Dans la langue de la première moitié du XIXe siècle, l’État désigne la sphère de la raison législatrice, qui est la sphère du commun, de l’universel. La « société civile », elle, désigne le monde des particularités, particularités qui relèvent, dans le langage hégélien, du « système des besoins ». Particularités impuissantes à parvenir à la raison, puisqu’elles ne vont faire que se frotter les unes aux autres et s’entrechoquer. C’est le monde d’une rationalité limitée, du désordre des intérêts. De ce monde-là, monde de l’agitation chaotique, c’est la science économique naissante qui a vocation à révéler les « lois ». Ce monde de la société civile, ainsi comprise, serait un monde de la pure juxtaposition ou pire, de la diffraction, s’il ne se trouvait articulé à une sphère de la généralité, d’un ordre commun, qui est la sphère étatique, ou sphère bureaucratique. Il faut entendre bureaucratique dans le sens philosophique positif de l’époque : c’est la raison des bureaux qui triomphe de l’irrationalité des intérêts particuliers. La rationalité est bureaucratique : au lieu de recourir aux « épices », en langage moderne au bakchich, le citoyen traite avec un agent « anonyme », qu’en principe il ne rémunère pas pour la réponse qu’il donne à la question qu’il a posée…. L’État rationnel bureaucratique à la Weber, c’est cela : un État fondé sur une hiérarchie de normes, qui va de la Constitution nationale au simple règlement intérieur d’une institution particulière ; cette hiérarchie étant produite par des agents tenus de rendre compte de la légalité de leurs actes.

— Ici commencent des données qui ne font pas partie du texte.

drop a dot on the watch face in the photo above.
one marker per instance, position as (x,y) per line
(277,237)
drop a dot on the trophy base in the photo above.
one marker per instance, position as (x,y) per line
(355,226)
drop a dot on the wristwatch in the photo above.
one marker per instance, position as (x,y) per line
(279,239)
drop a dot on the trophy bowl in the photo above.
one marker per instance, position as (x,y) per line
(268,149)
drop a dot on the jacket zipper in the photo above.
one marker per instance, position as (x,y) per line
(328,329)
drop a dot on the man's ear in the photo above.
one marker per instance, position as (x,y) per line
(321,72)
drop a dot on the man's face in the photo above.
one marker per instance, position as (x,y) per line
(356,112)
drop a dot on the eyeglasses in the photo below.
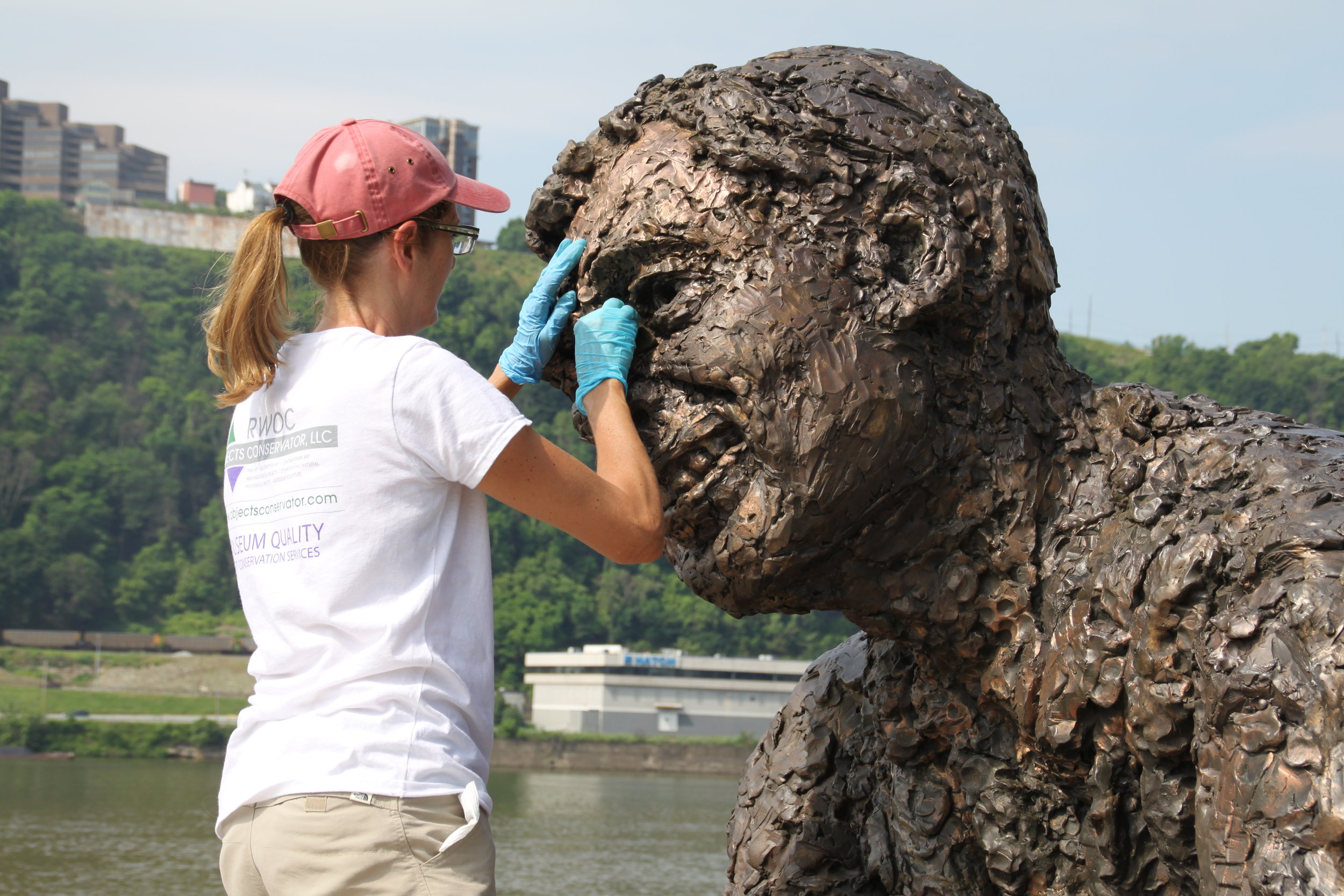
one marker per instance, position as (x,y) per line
(464,238)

Pourquoi ce concept de « société civile » engendre-il aujourd’hui de la confusion ?

Parce qu’il a conservé le sens qu’on lui a prêté au XIXe siècle, tout en s’élargissant à l’infini et en se doublant d’une sorte de prétention, voire de droit à la représentation des gens « ordinaires » et des questions dont ils sont les porteurs : nous sommes entrés dans le temps d’une représentation de tout par tous. Et c’est ainsi qu’on emploie le terme « société civile » pour désigner aussi bien une ONG qu’un club sportif, aussi bien un conseil de développement qu’un conseil de quartier….
Quoi qu’il en soit, cet emploi du syntagme « société civile » est bien l’indice du problème institutionnel déjà évoqué : comment représenter les particularités autres que politiques, les particularités confessionnelles, économiques, sociales, de genre, de sexe, d’âge, etc. ? La réponse française a été pendant longtemps le Conseil économique et social. Mais elle s’avère très insatisfaisante. Les États fédéraux ou confédérés, comme la Suisse, l’Allemagne, les États-Unis, le Brésil…, disposent d’une réponse : ils peuvent prétendre que leurs particularités sont représentées par et au sein de leurs États fédérés ou confédérés. Dans un État unitaire comme la France, on ne peut pas poser la question ni la résoudre dans ces termes. La représentation partisane a pu prétendre, un temps, subsumer (« faire monter sous », rassembler sous une même catégorie) différents ordres de particularités, parce que les catégories sociales et identitaires étaient relativement étanches les unes aux autres et stables : étant monarchiste, on était nécessairement catholique romain ; étant républicain radical, on était nécessairement laïc et tenant du service public ; les ouvriers étaient plutôt ici, leurs patrons plutôt là, etc. Mais ce système-là, qu’on a pu analyser en termes « d’alignements de clivages », n’est plus opératoire.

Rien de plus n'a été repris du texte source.